On Thursday, April 29, the Bulgarian Foreign Ministry announced the expulsion of a Russian diplomat after prosecutors said they suspected Russian involvement in four explosions at arms depots in Bulgaria.
The Ministry specified that the expulsion was related to the "explosions in Bulgarian weapons depots, the destruction of material evidence with fire and an attempt to poison three Bulgarian citizens".
At a meeting with the Russian ambassador, Foreign Minister Ekaterina Zaharieva requested full Russian cooperation with Bulgaria's investigation of the explosions and of attempts to poison Bulgarian arms trader Emilian Gebrev. Moscow, which has dismissed the Bulgarian probe, said it would respond to the expulsion.
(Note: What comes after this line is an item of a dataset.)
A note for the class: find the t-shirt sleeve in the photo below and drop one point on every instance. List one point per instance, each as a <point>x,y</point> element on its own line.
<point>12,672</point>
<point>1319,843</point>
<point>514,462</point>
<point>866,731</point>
"Bulgaria wants to keep equal and mutually beneficial relations with Russia and that is why it insists on an active and result-orientated cooperation from Russia to shed light on the circumstances around the incidents," the Foreign Ministry said in a statement.
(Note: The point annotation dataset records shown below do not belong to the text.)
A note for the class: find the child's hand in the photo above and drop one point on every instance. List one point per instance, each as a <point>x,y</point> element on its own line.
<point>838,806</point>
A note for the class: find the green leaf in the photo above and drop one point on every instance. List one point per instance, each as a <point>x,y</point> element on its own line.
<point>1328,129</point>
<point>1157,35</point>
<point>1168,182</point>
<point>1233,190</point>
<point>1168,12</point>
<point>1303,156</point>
On Wednesday, prosecutors said they had reason to believe there was a link between the blasts in Bulgaria that took place between 2011 and 2020, the attempted murder of Bulgarian arms trader Emilian Gebrev and the blast in the Czech Republic.
The Bulgarian Foreign Ministry also asked the Russian law enforcement agencies to provide full assistance to the Bulgarian authorities in investigating these incidents.
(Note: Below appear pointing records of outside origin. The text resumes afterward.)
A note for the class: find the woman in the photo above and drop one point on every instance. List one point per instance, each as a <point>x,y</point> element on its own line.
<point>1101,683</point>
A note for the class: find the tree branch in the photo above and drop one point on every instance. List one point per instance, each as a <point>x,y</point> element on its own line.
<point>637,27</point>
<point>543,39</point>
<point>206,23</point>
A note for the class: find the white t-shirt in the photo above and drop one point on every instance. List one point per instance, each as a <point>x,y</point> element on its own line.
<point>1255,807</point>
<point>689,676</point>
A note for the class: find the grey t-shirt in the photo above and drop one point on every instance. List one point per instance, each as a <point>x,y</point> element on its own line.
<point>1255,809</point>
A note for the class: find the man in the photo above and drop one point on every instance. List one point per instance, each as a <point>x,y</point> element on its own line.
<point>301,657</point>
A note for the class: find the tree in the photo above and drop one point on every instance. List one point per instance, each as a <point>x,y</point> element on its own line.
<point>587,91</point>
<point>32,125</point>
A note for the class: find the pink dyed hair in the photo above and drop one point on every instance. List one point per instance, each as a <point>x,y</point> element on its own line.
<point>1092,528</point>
The name of the diplomat is not reported. As a result, Sofia has charged three Russians, which it said were very likely to belong to Russia's GRU military intelligence service, with the poisoning of Gebrev and two other Bulgarians in 2015.
The Bulgarian move follows a series of diplomatic disputes between Russia and other former Soviet-bloc countries in the wake of Czech accusations that Russia was behind a blast in an arms depot in 2014. Prague has also accused GRU agents of carrying out the Czech blast in 2014.